Bernstein polynomials with no branching. #591

phkahler · 2020-05-01T20:07:00Z

This is cleaner and smaller, but I was not able to measure a performance impact.

whitequark · 2020-05-01T21:00:34Z

src/srf/ratpoly.cpp

@@ -13,84 +13,31 @@
 // and convergence should be fast by now.
 #define RATPOLY_EPS (LENGTH_EPS/(1e2))

-double SolveSpace::Bernstein(int k, int deg, double t)
+// indexed by [degree][k][exponent]
+const double bernstein_coeff[4][4][4] = {


These should probably be static too, for the same reason the functions are. In this case probably even static constexpr.

whitequark · 2020-05-02T00:11:17Z

(Thanks for keeping the git history clean!)

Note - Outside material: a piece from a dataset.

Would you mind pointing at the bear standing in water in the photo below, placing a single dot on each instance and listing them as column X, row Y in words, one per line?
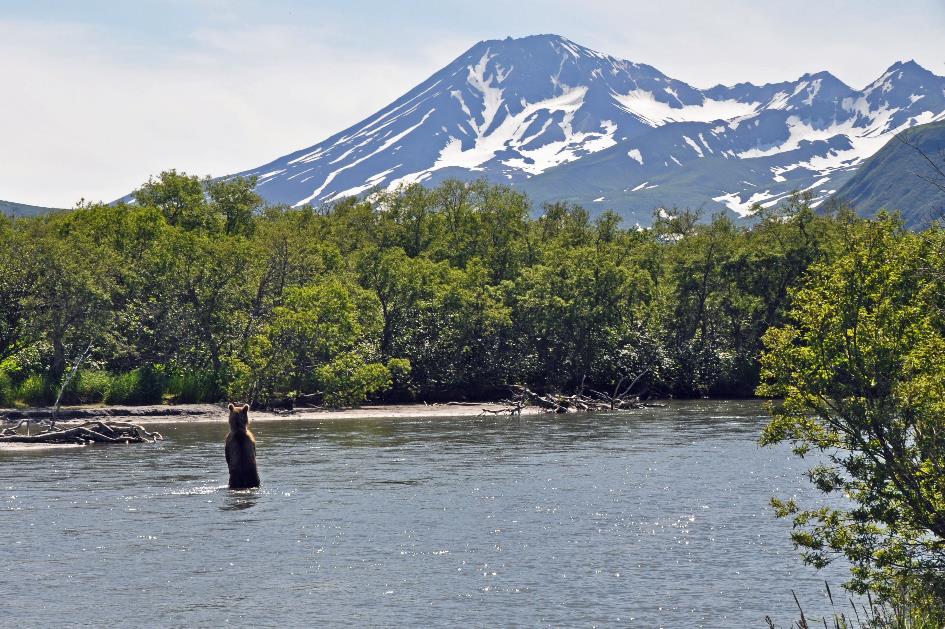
column 241, row 450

I'm not sure why the Windows build breaks--does our MSVC version miss constexpr? I thought it should have C++11...

phkahler · 2020-05-02T01:35:35Z

Looks like MS didn't add constexpr until VS2015. See the bottom of page:
https://docs.microsoft.com/en-us/cpp/cpp/constexpr-cpp?view=vs-2019
I'll make them static const.

ruevs · 2020-05-02T13:33:41Z

src/srf/ratpoly.cpp

-            }
-            break;
-    }
-    ssassert(false, "Unexpected degree of spline");


Hm I was going to complain about the lack of range checking but it seems that when the calls are evaluated at compile time nothing "bad" happens:
https://godbolt.org/z/oLA-gN
Maybe leave an assert for debug mode (-O0)?

@ruevs I was a little concerned about the range checking too, but these are only called by other functions in ratpoly.cpp and those are lacking range checking.

ruevs · 2020-05-02T13:35:56Z

src/srf/ratpoly.cpp

+    { { -2.0,2.0,0.0 }, { 2.0,-4.0,0.0 },{ 0.0,2.0,0.0 }, { 0.0,0.0,0.0 } },
+    { { -3.0,6.0,-3.0 },{ 3.0,-12.0,9.0 },{ 0.0,6.0,-9.0}, { 0.0,0.0,3.0 } } };
+
+static double Bernstein(int k, int deg, double t)


Maybe
static double Bernstein(cons int k, const int deg, const double t)
But the optimizer figures it out anyway...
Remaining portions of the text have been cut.